Autre possibilité, «j'ai demandé qu'il y ait la constitution d'un collectif d'avocats qui puisse suivre cette affaire. C'est d'ailleurs ce qu'a demandé Me Benbraham», dit Khiati. Il faut, recommande-t-il, «constituer des dossiers et aller vers la Cour de justice internationale ou vers la Cour de justice européenne». Il faut, réclame-t-il, «délimiter les zones de rayonnement, parce qu'«on ne sait pas jusqu'où arrivent les radiations». Pour ce qui est des prises en charge des soins médicaux, le médecin-chercheur fait savoir que «j'ai demandé dans mon livre qu'il y ait au moins un centre de diagnostic et de traitement au niveau de Tamanrasset et un autre au niveau d'Adrar pour la prise en charge des malades mais encore une fois, j'insiste, il faut qu'il y ait en premier une étude épidémiologique pour s'assurer des types d'anomalies qui sont liées aux radiations, les cancers de la thyroïde sont par exemple plus fréquents au Sud, on peut donc penser qu'il y a une relation directe avec les radiations...». L'autre point important, qui est éthique, selon lui, «c'est le problème de ces 100.000 tonnes ou plus de matériels irradiés qui ont été enfouis, ou juste recouverts de sable à la va-vite, et abandonnés dans ces régions.
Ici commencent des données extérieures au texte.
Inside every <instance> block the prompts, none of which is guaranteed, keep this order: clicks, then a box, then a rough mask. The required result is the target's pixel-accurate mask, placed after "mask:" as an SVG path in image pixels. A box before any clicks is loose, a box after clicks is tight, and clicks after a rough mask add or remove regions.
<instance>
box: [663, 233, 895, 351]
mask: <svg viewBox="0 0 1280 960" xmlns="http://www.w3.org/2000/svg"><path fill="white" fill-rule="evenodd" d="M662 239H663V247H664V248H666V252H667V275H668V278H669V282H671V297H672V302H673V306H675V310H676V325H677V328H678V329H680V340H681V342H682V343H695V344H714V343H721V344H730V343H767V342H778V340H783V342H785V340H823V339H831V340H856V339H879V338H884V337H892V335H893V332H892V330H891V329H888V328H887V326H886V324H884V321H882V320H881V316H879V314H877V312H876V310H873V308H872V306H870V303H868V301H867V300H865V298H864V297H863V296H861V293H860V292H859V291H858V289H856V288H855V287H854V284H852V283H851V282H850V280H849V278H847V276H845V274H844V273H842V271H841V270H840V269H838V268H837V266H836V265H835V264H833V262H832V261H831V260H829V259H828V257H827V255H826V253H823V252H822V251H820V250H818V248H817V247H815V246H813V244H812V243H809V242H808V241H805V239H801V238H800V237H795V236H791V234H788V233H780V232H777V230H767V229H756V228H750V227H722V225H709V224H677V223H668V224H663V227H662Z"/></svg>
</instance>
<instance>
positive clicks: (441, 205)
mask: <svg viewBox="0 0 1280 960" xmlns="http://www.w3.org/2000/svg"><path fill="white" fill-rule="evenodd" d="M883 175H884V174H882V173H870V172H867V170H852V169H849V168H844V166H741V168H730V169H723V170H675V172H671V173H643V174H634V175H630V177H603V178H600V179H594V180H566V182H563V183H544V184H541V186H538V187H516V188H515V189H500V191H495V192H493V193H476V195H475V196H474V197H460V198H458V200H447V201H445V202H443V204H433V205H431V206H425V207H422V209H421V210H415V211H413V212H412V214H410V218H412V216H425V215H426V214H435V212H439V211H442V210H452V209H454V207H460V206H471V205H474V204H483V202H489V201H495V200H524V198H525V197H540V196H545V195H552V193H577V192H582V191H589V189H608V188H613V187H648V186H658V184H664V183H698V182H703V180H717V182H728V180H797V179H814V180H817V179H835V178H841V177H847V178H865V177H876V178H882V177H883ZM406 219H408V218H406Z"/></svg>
Les Français refusent de donner à l'Algérie la carte de ces lieux dont les habitants tombent sur du matériel irradié qu'ils déterrent parce qu'ils cherchent du cuivre»... Aux Français qui ont dit que «c'était un désert», dans un dictionnaire de 1954, affirme Khiati, «j'ai relevé que dans ces zones, il y avait 700.000 habitants». La nécessité d'une étude épidémiologique, le problème des cartes, l'atteinte de l'environnement, sont, dit-il, importants «pour pouvoir entreprendre des démarches».